Bill Boss and a Korean, possibly a translator, sort through a stash of goods on the hood of “The CP Jeep.”[The Canadian Press]

The quartermaster provided him with Scotch enough for an entire company, or about 120 men. Boss took the Scotch and traded it for a tent, a generator, a trailer and a jeep, which went down in the annals of wire-service lore as “The CP Jeep.” He subsequently established what was arguably the war’s first press office.

One well-known picture in the auction sale showed him and a young Korean hoarding cans of food on the jeep’s hood, with “The Canadian Press” declaring his status on a banner below the windshield.

“Each of the correspondents had their own style of reporting and writing,” White said. “Bill did both with drama and flair—a characteristic he kept right until the end.”

In his later years, bb served as an adviser to White on the wire service’s coverage in Afghanistan, where it maintained correspondents throughout the entire war.

“He had a healthy mistrust for authority when it came to the reporter-military relationship,” Scott said at the time, “and that wisdom still applies today.”

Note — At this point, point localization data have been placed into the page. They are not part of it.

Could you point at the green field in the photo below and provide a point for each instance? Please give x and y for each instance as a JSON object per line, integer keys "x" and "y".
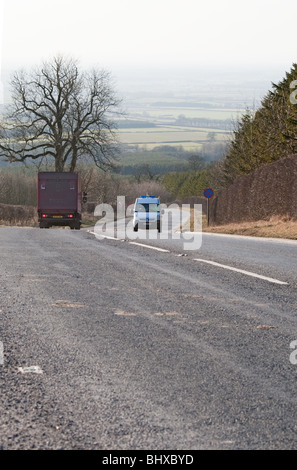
{"x": 188, "y": 137}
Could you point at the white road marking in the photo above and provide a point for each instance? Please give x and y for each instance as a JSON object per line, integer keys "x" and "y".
{"x": 248, "y": 273}
{"x": 30, "y": 369}
{"x": 149, "y": 246}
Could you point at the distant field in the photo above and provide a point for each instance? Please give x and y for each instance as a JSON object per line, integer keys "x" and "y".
{"x": 188, "y": 137}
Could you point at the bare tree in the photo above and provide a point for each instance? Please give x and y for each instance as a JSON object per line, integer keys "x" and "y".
{"x": 61, "y": 113}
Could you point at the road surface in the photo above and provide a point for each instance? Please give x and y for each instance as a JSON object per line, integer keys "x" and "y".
{"x": 140, "y": 344}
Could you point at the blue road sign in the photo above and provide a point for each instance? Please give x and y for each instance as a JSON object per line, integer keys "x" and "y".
{"x": 208, "y": 193}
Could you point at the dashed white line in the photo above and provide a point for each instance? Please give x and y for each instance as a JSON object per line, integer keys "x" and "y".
{"x": 149, "y": 246}
{"x": 248, "y": 273}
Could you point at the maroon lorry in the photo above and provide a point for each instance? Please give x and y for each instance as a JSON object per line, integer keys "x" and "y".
{"x": 59, "y": 199}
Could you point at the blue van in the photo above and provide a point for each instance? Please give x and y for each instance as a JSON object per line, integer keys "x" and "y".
{"x": 147, "y": 213}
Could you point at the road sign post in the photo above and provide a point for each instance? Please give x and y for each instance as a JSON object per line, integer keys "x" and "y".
{"x": 208, "y": 193}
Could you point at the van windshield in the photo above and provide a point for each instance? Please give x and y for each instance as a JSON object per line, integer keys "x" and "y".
{"x": 147, "y": 207}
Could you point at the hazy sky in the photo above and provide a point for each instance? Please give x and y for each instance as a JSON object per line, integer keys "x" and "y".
{"x": 139, "y": 33}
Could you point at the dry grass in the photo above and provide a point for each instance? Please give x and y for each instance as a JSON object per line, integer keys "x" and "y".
{"x": 275, "y": 227}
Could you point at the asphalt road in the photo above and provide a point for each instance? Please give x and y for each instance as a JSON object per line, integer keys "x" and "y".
{"x": 109, "y": 344}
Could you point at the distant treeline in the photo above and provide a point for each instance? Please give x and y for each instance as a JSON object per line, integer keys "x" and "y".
{"x": 264, "y": 135}
{"x": 224, "y": 124}
{"x": 134, "y": 124}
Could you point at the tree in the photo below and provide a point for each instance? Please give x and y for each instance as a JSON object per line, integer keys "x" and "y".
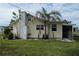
{"x": 7, "y": 33}
{"x": 45, "y": 16}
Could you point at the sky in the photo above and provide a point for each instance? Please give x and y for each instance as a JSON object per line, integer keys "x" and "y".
{"x": 69, "y": 11}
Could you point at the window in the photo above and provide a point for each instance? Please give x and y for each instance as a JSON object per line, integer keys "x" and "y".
{"x": 40, "y": 27}
{"x": 54, "y": 27}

Between wars and after, Boss reported from all over Europe, Africa and Asia. He worked in all the wire service’s North American bureaus, from Vancouver to New York, where he played organ in St. Patrick’s Cathedral.

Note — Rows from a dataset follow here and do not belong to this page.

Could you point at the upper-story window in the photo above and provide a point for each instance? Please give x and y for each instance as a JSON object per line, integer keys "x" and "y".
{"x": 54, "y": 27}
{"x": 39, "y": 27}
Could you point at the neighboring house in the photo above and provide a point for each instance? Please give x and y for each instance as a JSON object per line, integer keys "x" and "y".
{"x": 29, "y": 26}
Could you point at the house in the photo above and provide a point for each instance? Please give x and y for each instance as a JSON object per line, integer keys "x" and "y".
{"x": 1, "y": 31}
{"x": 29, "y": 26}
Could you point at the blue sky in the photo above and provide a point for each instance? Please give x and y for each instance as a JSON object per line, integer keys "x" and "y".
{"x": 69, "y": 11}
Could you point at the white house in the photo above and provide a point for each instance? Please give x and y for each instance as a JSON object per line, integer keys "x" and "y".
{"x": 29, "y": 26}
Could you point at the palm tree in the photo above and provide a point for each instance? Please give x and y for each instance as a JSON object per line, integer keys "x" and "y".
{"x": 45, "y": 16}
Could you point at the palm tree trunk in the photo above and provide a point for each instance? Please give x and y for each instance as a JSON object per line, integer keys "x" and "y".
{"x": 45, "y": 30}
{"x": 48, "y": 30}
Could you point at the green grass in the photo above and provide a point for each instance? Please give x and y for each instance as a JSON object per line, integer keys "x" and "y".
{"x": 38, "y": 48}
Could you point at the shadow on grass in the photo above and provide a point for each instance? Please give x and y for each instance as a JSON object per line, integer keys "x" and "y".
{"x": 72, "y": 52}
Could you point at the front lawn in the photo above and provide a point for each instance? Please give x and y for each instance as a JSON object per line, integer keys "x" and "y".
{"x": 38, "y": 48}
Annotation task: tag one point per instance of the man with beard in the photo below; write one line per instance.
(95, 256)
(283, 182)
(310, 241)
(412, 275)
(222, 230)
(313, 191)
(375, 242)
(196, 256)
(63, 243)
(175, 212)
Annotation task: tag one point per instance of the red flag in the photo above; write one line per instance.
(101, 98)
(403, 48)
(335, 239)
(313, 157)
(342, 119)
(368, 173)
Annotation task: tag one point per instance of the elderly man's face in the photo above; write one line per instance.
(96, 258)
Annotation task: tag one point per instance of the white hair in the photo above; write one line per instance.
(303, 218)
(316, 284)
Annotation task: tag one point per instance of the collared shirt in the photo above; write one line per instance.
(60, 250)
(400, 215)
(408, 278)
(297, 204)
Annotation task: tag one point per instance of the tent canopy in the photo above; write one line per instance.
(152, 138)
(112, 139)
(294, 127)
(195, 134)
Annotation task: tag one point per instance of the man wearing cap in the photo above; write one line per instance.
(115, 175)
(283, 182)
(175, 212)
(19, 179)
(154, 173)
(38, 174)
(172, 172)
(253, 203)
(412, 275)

A self-professed lifelong bachelor, Boss eventually left The Canadian Press to become a public relations man—a shameful sellout, according to Berton.

One of his last stories was written for Veterans Affairs Canada during a 2004 reunion tour of Canadian battlefields and war cemeteries in Italy, many of them bearing uncanny resemblance to the mountainous Korean peninsula.

“They had climbed and fought in the very sight of the Germans higher up the mountains hereabouts, who were determinedly, but unavailingly, trying to oppose their advance,” he wrote from the mountain-top graveyard at Agira in Sicily, where 490 Canadian soldiers are buried.

“It seems so appropriate that this beautifully-kept cemetery should be way up there at an altitude akin to that at which their lives were seized.”